Gold price witnessed some selling on Thursday amid a further rise in the US bond yields. Hawkish central banks further contributed to driving flows away from the commodity. A softer risk tone, modest USD downtick extended some support and helped limit losses.
Gold Price edged lower on Thursday and was last seen trading around the $1,848-$1,847 region, just above the very important 200-day SMA support. Elevated US Treasury bond yields, bolstered by hawkish Fed expectations, turned out to be a key factor that weighed on the XAUUSD. That said, some intraday US dollar selling, along with a generally weaker risk tone, helped limit deeper losses for the XAUUSD, at least for the time being.
Following a brief retracement during the early part of the week, the 10-year US bond yield climbed back above the 3.0% threshold amid concerns about rising inflation. Crude oil prices climbed to their highest levels since early March amid an improving demand outlook.
Apart from this, the global supply-chain disruptions caused by the Russia-Ukraine war and the COVID-19 lockdowns in China could put upward pressure on already high consumer prices. This might force the US central bank to tighten its monetary policy at a faster pace, which remained supportive of the recent rally in the US bond yields.

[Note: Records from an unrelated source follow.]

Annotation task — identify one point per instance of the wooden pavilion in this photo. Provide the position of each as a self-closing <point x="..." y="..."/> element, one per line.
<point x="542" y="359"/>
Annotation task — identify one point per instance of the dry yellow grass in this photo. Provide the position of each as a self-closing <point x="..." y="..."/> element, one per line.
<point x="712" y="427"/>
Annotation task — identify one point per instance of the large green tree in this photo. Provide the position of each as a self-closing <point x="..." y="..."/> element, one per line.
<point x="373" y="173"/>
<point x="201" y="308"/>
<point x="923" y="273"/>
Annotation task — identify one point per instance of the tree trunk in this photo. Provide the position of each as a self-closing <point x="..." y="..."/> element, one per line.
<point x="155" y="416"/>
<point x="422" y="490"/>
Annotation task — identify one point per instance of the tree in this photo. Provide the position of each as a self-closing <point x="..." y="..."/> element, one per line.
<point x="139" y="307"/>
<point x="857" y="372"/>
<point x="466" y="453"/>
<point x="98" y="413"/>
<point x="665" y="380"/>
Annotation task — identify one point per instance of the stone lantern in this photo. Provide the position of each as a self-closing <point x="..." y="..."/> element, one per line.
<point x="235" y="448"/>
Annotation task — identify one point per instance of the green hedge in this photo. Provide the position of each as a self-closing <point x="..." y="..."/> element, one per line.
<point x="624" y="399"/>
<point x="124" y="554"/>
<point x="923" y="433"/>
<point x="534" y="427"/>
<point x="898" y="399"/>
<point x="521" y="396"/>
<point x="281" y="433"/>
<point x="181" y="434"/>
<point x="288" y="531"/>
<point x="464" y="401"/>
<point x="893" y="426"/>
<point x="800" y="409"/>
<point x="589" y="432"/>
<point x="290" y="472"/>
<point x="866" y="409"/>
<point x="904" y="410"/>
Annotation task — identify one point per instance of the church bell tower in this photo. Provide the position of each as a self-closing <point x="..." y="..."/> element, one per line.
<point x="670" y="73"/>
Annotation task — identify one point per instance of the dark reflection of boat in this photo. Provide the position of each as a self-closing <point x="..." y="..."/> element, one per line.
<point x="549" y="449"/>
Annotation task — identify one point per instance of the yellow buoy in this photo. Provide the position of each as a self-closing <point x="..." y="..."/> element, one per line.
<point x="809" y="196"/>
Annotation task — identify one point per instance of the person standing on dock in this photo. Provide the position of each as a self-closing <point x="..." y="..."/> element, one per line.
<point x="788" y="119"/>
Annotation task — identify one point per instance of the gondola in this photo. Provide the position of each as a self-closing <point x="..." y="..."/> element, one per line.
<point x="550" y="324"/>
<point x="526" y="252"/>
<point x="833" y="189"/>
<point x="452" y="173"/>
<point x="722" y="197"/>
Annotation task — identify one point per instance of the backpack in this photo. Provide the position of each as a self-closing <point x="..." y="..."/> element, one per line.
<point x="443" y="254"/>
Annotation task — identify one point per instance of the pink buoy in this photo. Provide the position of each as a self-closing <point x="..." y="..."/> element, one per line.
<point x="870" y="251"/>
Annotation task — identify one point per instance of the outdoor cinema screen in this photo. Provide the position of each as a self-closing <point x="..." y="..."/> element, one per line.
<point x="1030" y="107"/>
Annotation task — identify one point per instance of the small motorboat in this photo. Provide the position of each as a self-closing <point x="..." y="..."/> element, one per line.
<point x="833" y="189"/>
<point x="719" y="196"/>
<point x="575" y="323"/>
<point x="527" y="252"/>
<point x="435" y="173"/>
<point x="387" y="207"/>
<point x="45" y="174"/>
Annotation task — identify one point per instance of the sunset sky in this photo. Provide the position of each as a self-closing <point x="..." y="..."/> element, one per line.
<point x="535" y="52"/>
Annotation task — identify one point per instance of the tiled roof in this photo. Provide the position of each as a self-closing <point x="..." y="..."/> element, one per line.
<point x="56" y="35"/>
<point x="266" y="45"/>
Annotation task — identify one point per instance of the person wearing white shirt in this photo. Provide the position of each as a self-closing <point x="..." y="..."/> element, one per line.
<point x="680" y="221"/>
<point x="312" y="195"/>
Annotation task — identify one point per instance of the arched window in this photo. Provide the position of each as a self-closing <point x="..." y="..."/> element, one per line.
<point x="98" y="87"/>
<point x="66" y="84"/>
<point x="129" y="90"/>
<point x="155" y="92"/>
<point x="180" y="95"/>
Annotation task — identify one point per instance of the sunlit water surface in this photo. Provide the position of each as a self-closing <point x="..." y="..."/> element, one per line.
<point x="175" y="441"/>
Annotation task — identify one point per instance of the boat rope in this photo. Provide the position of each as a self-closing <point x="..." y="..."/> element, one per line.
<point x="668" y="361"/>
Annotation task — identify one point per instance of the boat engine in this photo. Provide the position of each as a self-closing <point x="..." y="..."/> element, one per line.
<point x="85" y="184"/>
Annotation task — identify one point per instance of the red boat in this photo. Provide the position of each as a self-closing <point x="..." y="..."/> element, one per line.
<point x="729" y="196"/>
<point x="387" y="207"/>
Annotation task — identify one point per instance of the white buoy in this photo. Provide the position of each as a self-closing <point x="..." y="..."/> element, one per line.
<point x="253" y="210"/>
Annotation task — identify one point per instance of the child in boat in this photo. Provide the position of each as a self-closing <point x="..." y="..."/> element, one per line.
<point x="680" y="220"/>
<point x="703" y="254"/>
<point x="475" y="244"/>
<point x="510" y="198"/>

The European Central Bank also hinted that it intends to raise interest rates by 25 bps in July and left the door open for a potential 50 bps hike in September. In the monetary policy statement, the ECB said that if the medium-term inflation outlook persists or deteriorates, a larger increment will be appropriate at the September meeting.
This comes on the back of a 50-bps rate hike by the Reserve Bank of Australia and the Reserve Bank of India on Tuesday and Wednesday, respectively, which continued acting as a headwind for the non-yielding yellow metal.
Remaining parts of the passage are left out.